Hacker News new | ask | show | jobs
by opticalfiber 3781 days ago
I'm not really sure what the point of this article is. If you're clever, you can represent any data as a bit array. And once you're there, counting bits or XORing them together is easy. But is that system easy to understand? Is the code easy to read for the rest of the developers who work on the project? Or for future hires? What happens if the data set becomes too large to fit in memory on a single machine? Storage is cheap and getting cheaper every day. The whole data set described in this problem (done the "inefficient" way) fits on a flash drive at today's capacities.

There are always tradeoffs when it comes to architecture design. Speed and storage space are only two of the many factors that require consideration.

5 comments

I don't understand this argument. Is it really likely that a spaghetti nest of Python, json, Hadoop, and Elasticsearch is easier to understand and to maintain than maybe 100-200 lines of self-contained Go code with minimal (no?) outside dependencies?

Or that new hires are going to think bit counting and XOR are ninja CS voodoo, while everyone already knows how to Elasticsearch?

How about cost? What's the monthly all-in cost for each approach?

This is a nice satire. It points out why modern software can be faddy, inefficient, fragile, hard to maintain, and expensive to run, with no obvious benefits (including "easy to understand", which seems to be code for "I already know how to use all those dependencies and APIs, so let's assume new hires will too.")

Not at all.

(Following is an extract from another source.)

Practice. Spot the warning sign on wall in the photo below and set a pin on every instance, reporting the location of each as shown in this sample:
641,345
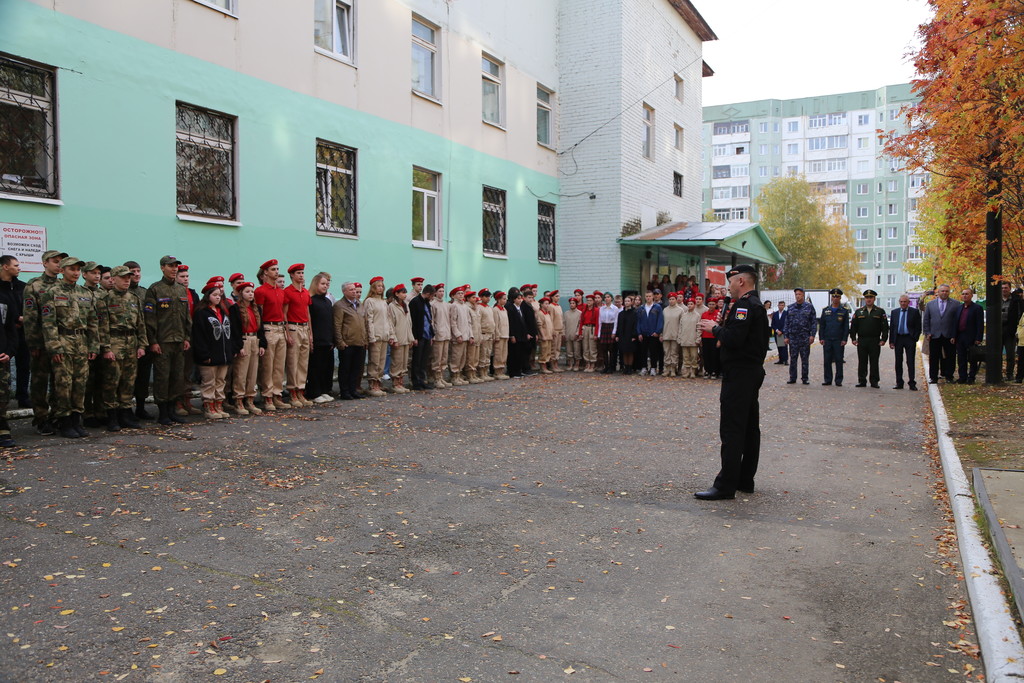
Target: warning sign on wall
26,243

I can appreciate an elegant, problem-specific solution as much as anyone else. The point is that there are always tradeoffs.

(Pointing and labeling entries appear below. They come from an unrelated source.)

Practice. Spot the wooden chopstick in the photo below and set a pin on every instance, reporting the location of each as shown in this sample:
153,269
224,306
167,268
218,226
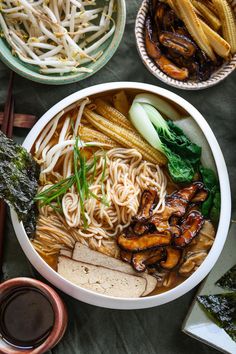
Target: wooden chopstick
21,120
7,127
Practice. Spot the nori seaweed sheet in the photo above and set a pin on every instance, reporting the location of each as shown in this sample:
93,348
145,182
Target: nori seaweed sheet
221,309
19,174
228,280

What's the query interface like for the bit array? Does it even have one? Seems like you'd have to sit down and add more code whenever you wanted to know something new about the data. Would you write your own query layer? Would you eventually need a dedicated team to maintain it? You may say that is an extreme conclusion, but I've seen this very story play out multiple times in large dev organizations.

As amorphic pointed out, indexing the data with ES makes it easy to access even for non-technical users. Each layer of abstraction comes with its own costs – of course – but also its own benefits. Tradeoffs.

> What's the query interface like for the bit array?

I don't see any request for a query interface in the list of requirements.

The point of the packed-bit array is that you don't need any kind of query interface other than a few accessor macros. It's a memory-mapped array of 64-bit integers; you just index into the array and use a macro to mask out the bits you're interested in.

The "old-timer" solution - which actually solves the stated problem instead of a hypothetical future problem with lots of extra requirements - can be written in a few pages of C. It shouldn't take more than an hour, perhaps two (plus some time for testing).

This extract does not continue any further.